If elected president, Minnesota Gov. Tim Pawlenty would bring back the ban on gays in the military, he told radio host Bryan Fischer Thursday. The repeal of Don't Ask Don't Tell passed with several Republican votes, so a hypothetical President Pawlenty might have a tough time getting a repeal of a repeal through Congress, The Hill's Michael O'Brien reports.

"There's a lot of reasons for that," Pawlenty explained, " but if you look at how the combat commanders and the combat units feel about it, the results of those kinds of surveys were different than the ones that were mostly reported in the newspaper and that is something I think we need to pay attention to."

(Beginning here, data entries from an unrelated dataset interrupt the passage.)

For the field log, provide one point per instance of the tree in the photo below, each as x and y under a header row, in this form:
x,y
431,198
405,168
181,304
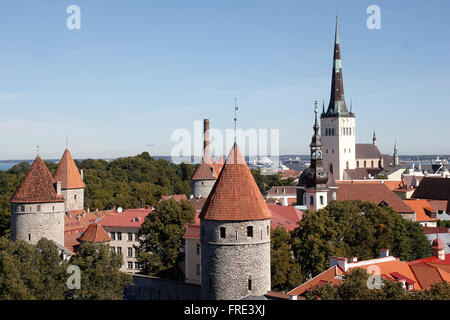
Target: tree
x,y
101,278
285,271
358,229
161,247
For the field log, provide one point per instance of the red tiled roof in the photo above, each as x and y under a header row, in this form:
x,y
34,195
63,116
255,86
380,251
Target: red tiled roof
x,y
426,275
70,240
278,191
420,207
328,276
288,173
38,186
67,173
235,195
133,218
376,193
284,216
176,197
95,233
198,203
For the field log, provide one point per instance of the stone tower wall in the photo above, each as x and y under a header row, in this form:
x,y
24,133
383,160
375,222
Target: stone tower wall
x,y
74,199
202,187
29,222
228,263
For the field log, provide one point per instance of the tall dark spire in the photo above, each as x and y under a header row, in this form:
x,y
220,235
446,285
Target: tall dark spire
x,y
337,104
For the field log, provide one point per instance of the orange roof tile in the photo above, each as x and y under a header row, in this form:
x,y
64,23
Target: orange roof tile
x,y
328,276
67,172
235,195
38,186
131,218
420,207
95,233
373,192
176,197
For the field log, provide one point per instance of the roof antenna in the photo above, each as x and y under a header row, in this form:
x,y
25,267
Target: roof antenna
x,y
235,117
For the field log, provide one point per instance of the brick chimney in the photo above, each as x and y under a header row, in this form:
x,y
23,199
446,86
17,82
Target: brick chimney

The governor's position is unexpected, given overwhelming public support for letting gay serve openly in the armed forces. Even Sen. John McCain, who fought hard to prevent the repeal of DADT, said last week he will now "do everything [he] can to make it work."

  • Curious Culture Warrior, Slate's Dave Weigel writes. "It was a whole month ago, so you may have forgotten, but repeal of DADT was supported by between 78 percent and 81 percent of voters. Kudos to Fischer for asking; Pawlenty becomes, I think, the first 2012er to take this stance on a wedge issue that is probably completely dead politically."
  • Could the Military Handle a Repeal of the Repeal?  Think Progress's Igor Volsky asks. "It’s also unclear how reinstating the policy would work operationally. Bringing back the policy would require gay servicemembers who come out after repeal is certified to suddenly go back into the closet or face discharge. Straight soldiers would also have to pretend they did not know about the sexual orientation of formerly-out gay members."
  • Clearly a Losing Fight  "Look, I know how much the right hates losing, and DADT had a long run," says The Washington Monthly's Steve Benen. " Last year, Republican almost beat back the effort to repeal the policy, but they came up short. The public wanted to see the change; military leaders wanted to see the change; and lawmakers in both parties approved the change. The moment President Obama held a celebration to sign the legislation, conservatives should have realized the game was up. There was a political fight, and they lost. Why keep pushing this?"
  • Who Is Pawlenty Trying to Impress?  Jack Stuef snickers at Wonkette. "We don't know how Pawlenty thinks he can win the presidency by criticizing Sarah Palin while positioning himself for her same constituency, as he is lame and never seems to talk about bears."
  • Over the Line, Outside the Beltway's Doug Mataconis says. "Okay Governor, if you were ever on my list of acceptable candidates. You are now off it."
  • Homophobia Is Still Powerful within the GOP, The Atlantic's Andrew Sullivan notes. "The power of the anti-gay animus in the current GOP is, at times, shocking."